The word from the Venice Film Festival was that Cary Fukunaga‘s Beasts Of No Nation is a riveting, beautifully captured, somewhat traumatizing portrait of a child’s experience of guerilla warfare in Africa, and no one’s idea of an easy sit or an engaging exotic adventure. Well, I saw Beasts last night at Telluride’s Werner Herzog theatre, and it’s a masterful thing that demands everyone’s attention — often jarring and horrific and in very few ways “pleasant” but a churning, ravishing injection, a cauldron of mad-crazy intense, something undeniably alive and probing and deep-in-the-bush authentic. Yes, it’s horrific but never without exuberance or a trace of humanism or a lack of a moral compass.

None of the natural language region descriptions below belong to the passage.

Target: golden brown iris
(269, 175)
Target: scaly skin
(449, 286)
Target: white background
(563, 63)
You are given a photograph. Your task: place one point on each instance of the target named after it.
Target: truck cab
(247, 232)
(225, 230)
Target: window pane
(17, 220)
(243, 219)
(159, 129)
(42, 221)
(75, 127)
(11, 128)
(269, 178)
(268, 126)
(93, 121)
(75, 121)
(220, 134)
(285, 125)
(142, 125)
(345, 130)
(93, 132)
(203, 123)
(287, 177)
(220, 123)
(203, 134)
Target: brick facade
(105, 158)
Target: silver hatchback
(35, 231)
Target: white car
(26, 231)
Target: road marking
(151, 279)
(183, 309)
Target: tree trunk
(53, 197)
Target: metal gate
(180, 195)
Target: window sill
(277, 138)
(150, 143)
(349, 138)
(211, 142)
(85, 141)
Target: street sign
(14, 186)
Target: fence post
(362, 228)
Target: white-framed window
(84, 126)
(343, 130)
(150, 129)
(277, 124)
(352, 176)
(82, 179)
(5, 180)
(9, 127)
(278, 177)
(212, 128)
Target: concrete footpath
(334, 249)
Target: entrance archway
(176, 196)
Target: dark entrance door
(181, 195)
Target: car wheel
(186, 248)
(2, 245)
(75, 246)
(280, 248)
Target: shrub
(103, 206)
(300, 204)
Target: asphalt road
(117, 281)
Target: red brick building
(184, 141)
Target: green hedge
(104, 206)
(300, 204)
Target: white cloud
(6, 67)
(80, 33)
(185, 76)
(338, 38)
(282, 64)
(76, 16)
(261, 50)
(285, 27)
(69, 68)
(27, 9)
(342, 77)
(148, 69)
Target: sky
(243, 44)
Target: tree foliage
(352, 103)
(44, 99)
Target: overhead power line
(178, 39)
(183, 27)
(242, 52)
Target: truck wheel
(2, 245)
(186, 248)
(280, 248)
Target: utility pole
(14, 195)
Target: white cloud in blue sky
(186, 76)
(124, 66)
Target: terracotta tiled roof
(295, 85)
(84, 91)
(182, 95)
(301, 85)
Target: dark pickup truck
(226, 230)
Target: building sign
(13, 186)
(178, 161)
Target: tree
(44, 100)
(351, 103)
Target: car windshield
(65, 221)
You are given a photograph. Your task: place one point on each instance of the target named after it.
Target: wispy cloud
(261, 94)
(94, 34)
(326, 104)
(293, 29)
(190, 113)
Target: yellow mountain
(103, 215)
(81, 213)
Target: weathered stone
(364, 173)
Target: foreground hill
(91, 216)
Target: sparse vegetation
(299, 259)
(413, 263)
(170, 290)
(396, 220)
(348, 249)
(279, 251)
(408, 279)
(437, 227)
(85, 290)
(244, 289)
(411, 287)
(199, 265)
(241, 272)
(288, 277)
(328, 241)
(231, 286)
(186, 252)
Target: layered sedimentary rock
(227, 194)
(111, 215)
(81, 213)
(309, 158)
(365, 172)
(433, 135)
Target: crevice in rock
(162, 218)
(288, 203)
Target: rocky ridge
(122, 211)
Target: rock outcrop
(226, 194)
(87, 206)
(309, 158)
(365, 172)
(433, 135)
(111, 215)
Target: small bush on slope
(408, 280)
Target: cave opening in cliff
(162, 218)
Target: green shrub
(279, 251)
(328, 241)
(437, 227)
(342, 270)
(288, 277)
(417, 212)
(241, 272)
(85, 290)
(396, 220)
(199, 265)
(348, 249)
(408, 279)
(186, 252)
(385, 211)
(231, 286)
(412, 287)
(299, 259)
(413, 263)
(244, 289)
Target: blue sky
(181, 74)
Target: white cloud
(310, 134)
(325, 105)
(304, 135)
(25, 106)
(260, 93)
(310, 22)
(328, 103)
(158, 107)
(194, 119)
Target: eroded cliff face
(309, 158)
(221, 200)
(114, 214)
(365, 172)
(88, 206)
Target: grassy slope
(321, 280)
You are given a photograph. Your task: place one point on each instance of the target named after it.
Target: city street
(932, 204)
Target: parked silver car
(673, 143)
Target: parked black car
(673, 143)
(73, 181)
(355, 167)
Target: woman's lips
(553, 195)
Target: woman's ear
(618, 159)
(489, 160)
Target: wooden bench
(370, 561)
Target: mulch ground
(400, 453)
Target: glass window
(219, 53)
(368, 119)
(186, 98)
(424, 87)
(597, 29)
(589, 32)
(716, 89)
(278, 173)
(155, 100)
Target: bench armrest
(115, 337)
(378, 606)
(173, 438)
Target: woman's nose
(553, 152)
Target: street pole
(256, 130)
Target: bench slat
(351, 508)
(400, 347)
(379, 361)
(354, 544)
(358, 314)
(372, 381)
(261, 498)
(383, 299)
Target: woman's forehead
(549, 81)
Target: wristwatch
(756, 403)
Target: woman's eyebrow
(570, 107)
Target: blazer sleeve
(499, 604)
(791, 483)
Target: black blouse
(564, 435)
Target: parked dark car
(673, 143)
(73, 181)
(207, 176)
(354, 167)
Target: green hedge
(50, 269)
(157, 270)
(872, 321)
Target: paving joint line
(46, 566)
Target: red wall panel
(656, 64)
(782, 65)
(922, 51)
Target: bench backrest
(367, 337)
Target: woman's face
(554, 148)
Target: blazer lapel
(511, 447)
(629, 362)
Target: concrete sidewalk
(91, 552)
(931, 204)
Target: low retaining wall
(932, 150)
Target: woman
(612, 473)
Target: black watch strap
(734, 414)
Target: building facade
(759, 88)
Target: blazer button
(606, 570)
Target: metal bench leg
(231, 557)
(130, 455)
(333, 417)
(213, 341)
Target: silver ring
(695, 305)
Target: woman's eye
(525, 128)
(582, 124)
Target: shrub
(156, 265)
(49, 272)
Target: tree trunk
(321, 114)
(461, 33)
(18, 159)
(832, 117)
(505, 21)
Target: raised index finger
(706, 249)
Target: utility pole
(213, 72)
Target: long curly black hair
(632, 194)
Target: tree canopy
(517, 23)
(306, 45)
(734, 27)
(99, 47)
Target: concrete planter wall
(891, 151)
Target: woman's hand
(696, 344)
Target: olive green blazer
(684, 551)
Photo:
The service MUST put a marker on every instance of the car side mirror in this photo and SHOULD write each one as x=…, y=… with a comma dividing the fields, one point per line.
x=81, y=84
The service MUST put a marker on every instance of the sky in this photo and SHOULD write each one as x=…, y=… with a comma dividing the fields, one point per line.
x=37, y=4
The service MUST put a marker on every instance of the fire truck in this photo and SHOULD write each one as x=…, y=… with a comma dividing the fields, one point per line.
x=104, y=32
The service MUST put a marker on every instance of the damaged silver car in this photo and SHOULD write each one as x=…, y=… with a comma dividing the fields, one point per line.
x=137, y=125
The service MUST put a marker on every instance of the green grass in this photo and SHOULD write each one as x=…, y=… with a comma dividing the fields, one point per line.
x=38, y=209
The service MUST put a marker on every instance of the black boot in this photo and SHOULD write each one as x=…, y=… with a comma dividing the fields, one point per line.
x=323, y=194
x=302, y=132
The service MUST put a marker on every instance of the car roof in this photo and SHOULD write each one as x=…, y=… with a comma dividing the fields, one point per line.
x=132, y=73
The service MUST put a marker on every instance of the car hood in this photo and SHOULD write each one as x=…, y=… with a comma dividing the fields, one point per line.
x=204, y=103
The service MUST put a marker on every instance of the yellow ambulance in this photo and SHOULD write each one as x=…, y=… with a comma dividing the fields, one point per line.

And it’s been made, mind you, by a cultivated, cool-cat artist — a guy of moderate temperament who wears fashionable glasses and cool-looking sweaters (check the below photo I took last night of Fukunaga and Beasts star Abraham Attah at last night’s after-party) — but who holds back just enough but never wimps out, who jumped right in and shot the whole thing himself in Ghana over a mere seven weeks, a guy who knows how to whip up strange brews and visual lather.
We’ve all seen violent films that try to merely shock or astonish or cheaply exploit — Beasts of No Nation is way, way above that level of filmmaking. It’s often about cruel, horrifying acts but filtered through a series of moral, cultured, considered choices, about what to use and not use and how to assemble it all just so. And yet over half of Beasts is gripped by madness — a kind of fever known only by war veterans and particularly (as this is the specific focus of the film) by children who’ve been forced into killing by ruthless elders.
This is a major, triple-A-approved, Apocalypse Now-influenced African inferno flick — a real original, like nothing I’ve ever quite seen before, like nothing I knew how to handle. Steven Soderbergh is going to shit his pants when he sees it. Anyone who attends Sunday services at the Church of the Devoted Cinephile will have to grim up, man up and buy a ticket. (And that means women also.) It’s harsh and brutal but poetic — one of those films that’ll hold up a decade or two or a half-century from now. If you miss or avoid it you’ll be embarassed to admit this down the road.
A few days ago Variety‘s Justin Chang called Beasts “the rare American movie to enter a distant land and emerge with a sense of lived-in human experience rather than a well-meaning Third World postcard,” but to me it’s more that just a lived-in thing — it’s orchestrated and painted and cooked to a full boil. Start to finish it has a feeling of keen impulse mixed with carefully honed art.